Monsieur [S] [Y] ne règle pas régulièrement ses charges de copropriété.
Par courrier recommandé en date du 11 juillet 2022, transmis par son conseil, le syndicat des copropriétaires de la résidence « [Adresse 11] » sise [Adresse 2] [Localité 13], a mis en demeure Monsieur [S] [Y] de lui régler la somme de 4.481,62€ au titre de charges de copropriété impayées et frais de recouvrement dus au 1er juillet 2022.
Postérieurement à ce courrier de nouveaux impayés sont survenus.
PRETENTIONS ET MOYENS DES PARTIES
Par acte du commissaire de justice en date du 2 mai 2024, le syndicat des copropriétaires de la résidence « Les Balcons [Adresse 10] [Localité 9] », représenté par son syndic l’agence CAP (ci-après « le Syndicat des copropriétaires de la résidence « Les Balcons de [Localité 9] » »), a fait sommation de payer et fait assigner Monsieur [S] [Y] devant le tribunal judiciaire de Meaux aux fins d’obtenir sa condamnation, sous le bénéfice de l’exécution provisoire, à lui payer les sommes suivantes :
9.120,41 € au titre des charges de copropriété dus au 1er avril 2024, outre les intérêts sur cette somme au taux légal à compter de la date de l’assignation ;226 € au titre des frais nécessaires au recouvrement dus au 1er avril 2024 ;2.000 € à titre de dommages et intérêts ;2.000 € au titre des dispositions de l’article 700 du code de procédure civile ;aux dépens et frais nécessaires exposés pour le recouvrement de la créance, avec droit de recouvrement direct au profit de Maître Noret, avocat, conformément aux dispositions de l’article 699 du code de procédure civile.

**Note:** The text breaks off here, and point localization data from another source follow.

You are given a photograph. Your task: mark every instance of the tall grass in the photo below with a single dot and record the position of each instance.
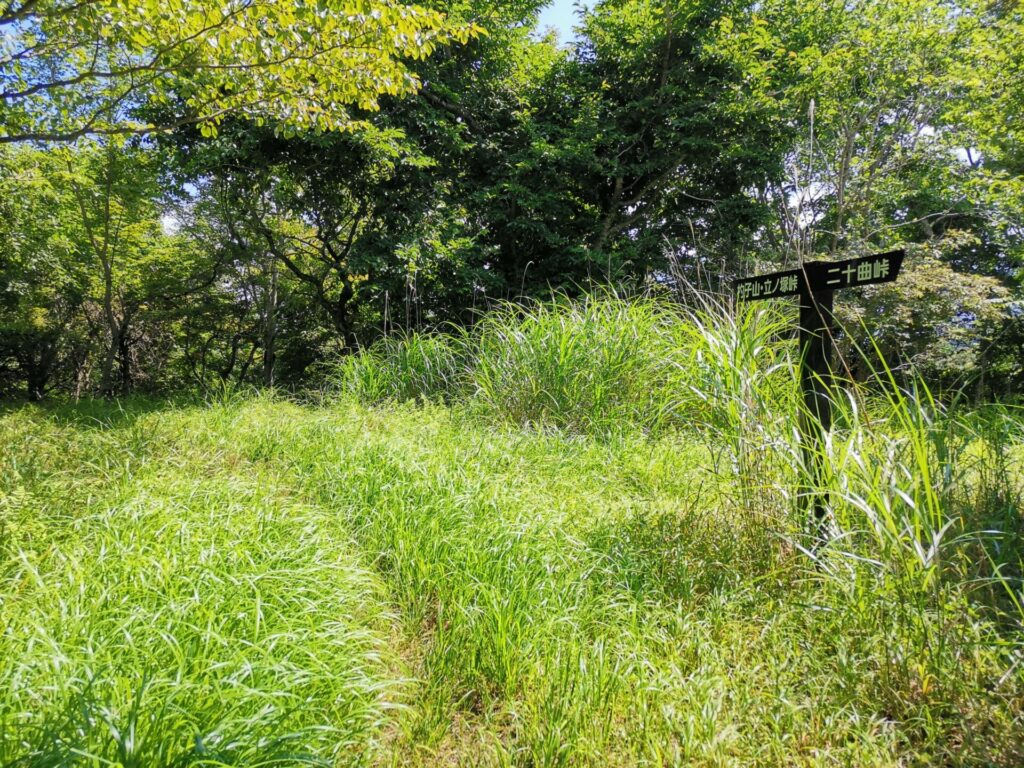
(924, 503)
(631, 581)
(595, 366)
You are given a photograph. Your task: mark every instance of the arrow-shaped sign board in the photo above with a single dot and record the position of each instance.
(814, 282)
(822, 275)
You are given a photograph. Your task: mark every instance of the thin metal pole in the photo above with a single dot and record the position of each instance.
(816, 387)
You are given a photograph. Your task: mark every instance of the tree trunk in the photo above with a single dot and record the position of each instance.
(270, 325)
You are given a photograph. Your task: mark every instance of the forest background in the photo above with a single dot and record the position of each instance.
(195, 197)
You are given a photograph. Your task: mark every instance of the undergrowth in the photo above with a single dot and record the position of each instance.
(629, 580)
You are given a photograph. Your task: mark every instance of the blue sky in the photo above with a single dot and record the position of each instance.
(559, 14)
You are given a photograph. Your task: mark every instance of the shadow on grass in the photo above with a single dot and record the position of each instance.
(96, 413)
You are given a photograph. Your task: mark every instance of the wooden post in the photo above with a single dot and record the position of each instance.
(816, 383)
(814, 282)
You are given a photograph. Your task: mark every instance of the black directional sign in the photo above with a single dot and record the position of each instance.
(822, 275)
(815, 282)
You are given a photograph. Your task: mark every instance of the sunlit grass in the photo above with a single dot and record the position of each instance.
(611, 566)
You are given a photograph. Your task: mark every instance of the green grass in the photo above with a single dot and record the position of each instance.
(627, 581)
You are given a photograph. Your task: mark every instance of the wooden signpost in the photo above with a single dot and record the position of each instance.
(815, 283)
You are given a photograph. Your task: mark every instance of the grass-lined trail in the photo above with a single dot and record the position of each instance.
(268, 584)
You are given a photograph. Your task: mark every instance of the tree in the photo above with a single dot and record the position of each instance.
(77, 68)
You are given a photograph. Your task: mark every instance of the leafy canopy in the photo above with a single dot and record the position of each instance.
(77, 68)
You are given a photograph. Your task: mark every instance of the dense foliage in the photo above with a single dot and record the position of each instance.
(228, 215)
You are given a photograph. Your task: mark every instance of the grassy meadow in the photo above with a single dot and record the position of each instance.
(572, 536)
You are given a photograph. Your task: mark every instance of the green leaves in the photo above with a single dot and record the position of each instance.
(73, 70)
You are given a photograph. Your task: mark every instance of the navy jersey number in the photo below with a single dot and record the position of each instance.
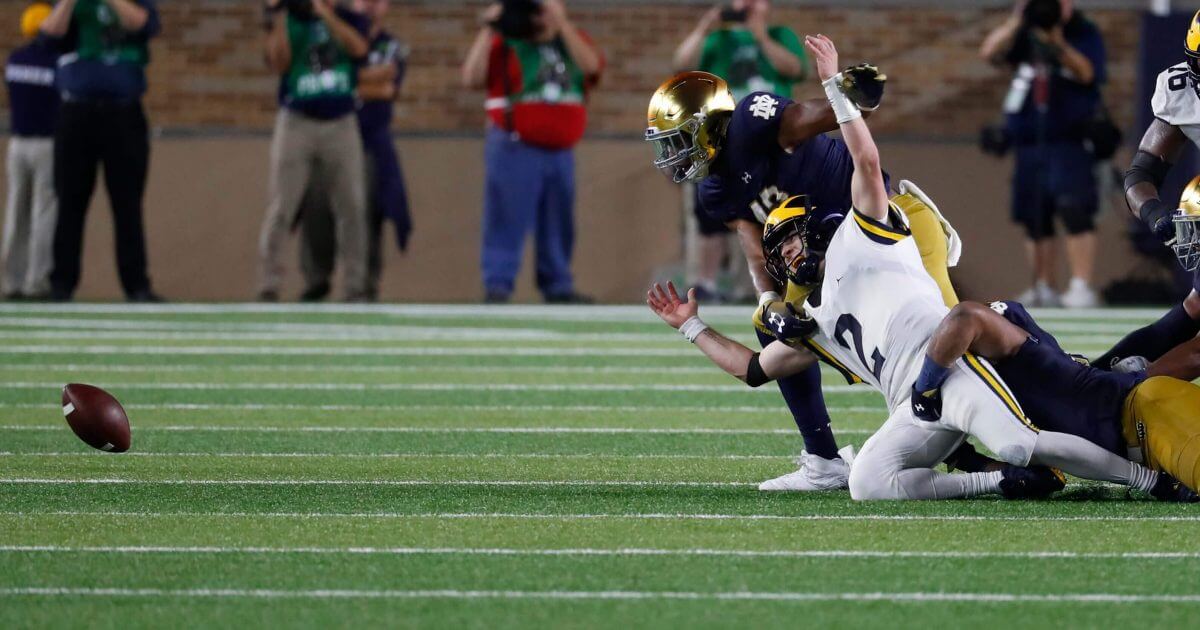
(847, 323)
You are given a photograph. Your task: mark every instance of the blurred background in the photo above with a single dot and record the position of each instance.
(211, 103)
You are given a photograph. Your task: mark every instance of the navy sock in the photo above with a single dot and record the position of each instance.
(931, 376)
(807, 402)
(1152, 341)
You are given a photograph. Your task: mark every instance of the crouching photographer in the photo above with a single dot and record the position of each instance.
(537, 67)
(316, 46)
(1057, 60)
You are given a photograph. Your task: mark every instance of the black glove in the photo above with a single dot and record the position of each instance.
(927, 405)
(786, 323)
(863, 84)
(1158, 216)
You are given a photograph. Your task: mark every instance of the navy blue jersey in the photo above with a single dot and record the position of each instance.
(1060, 394)
(33, 97)
(753, 173)
(376, 115)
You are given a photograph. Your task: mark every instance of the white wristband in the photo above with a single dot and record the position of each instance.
(843, 107)
(693, 328)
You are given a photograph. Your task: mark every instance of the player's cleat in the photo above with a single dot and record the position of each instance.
(1032, 483)
(1131, 364)
(1173, 491)
(1079, 295)
(814, 474)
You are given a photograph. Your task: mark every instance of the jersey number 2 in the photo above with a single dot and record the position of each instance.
(847, 323)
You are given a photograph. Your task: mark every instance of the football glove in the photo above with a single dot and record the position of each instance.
(786, 323)
(863, 84)
(927, 405)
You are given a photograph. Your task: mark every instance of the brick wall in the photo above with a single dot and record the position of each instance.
(208, 69)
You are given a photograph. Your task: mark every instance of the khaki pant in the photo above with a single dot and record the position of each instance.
(327, 157)
(28, 250)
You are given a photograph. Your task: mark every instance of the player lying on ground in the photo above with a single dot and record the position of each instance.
(876, 312)
(745, 159)
(1146, 414)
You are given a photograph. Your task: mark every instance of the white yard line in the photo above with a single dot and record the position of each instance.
(516, 483)
(604, 552)
(437, 387)
(334, 351)
(616, 516)
(741, 595)
(462, 408)
(445, 430)
(406, 455)
(591, 313)
(541, 369)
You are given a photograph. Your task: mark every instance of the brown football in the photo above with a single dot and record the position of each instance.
(95, 415)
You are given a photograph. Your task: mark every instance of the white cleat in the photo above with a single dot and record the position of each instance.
(814, 474)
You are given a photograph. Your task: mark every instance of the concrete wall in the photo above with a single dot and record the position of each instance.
(205, 202)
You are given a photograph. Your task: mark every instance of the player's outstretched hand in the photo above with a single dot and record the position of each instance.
(667, 305)
(823, 53)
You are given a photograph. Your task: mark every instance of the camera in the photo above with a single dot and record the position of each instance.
(733, 15)
(1042, 15)
(516, 18)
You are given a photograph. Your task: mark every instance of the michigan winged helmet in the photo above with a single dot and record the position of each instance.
(687, 121)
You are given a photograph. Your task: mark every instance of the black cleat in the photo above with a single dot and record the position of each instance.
(1173, 490)
(1032, 483)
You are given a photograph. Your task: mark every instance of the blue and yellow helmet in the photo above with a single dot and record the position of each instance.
(1192, 47)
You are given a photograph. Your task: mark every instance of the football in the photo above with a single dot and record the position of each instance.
(95, 415)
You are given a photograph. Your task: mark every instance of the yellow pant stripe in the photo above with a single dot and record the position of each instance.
(850, 376)
(997, 387)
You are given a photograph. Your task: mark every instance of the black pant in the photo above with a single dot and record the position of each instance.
(90, 133)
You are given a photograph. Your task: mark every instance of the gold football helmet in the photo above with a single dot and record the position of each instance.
(687, 121)
(1192, 47)
(1187, 226)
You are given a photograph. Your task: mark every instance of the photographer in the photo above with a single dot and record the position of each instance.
(537, 67)
(1060, 63)
(105, 47)
(316, 47)
(750, 57)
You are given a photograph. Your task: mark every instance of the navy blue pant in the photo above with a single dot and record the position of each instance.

A l’appui de ses prétentions, le Syndicat des copropriétaires de la résidence « Les Balcons [Adresse 10] [Localité 9] » soutient que conformément aux articles 10 et 10-1 de la loi du 10 juillet 1965, il est en droit de réclamer à Monsieur [S] [Y] le versement des charges de copropriété non réglées et des frais avec intérêts qu’il a exposés pour le recouvrement des créances non payées.
En outre, sur le fondement de l’article 1231-1 du code civil, le Syndicat des copropriétaires de la résidence « Les Balcons [Adresse 10] [Localité 9] » soutient que l’absence de paiement des charges de copropriété par Monsieur [S] [Y] lui cause un préjudice particulier distinct du retard de paiement, mettant en péril sa gestion, qu’il évalue à la somme de 2.000 euros.
Bien que régulièrement assigné par remise de l’acte à domicile, Monsieur [S] [Y] n’a pas constitué avocat dans la présente instance. La décision sera réputée contradictoire.
L’ordonnance de clôture a été rendue le 21 octobre 2024.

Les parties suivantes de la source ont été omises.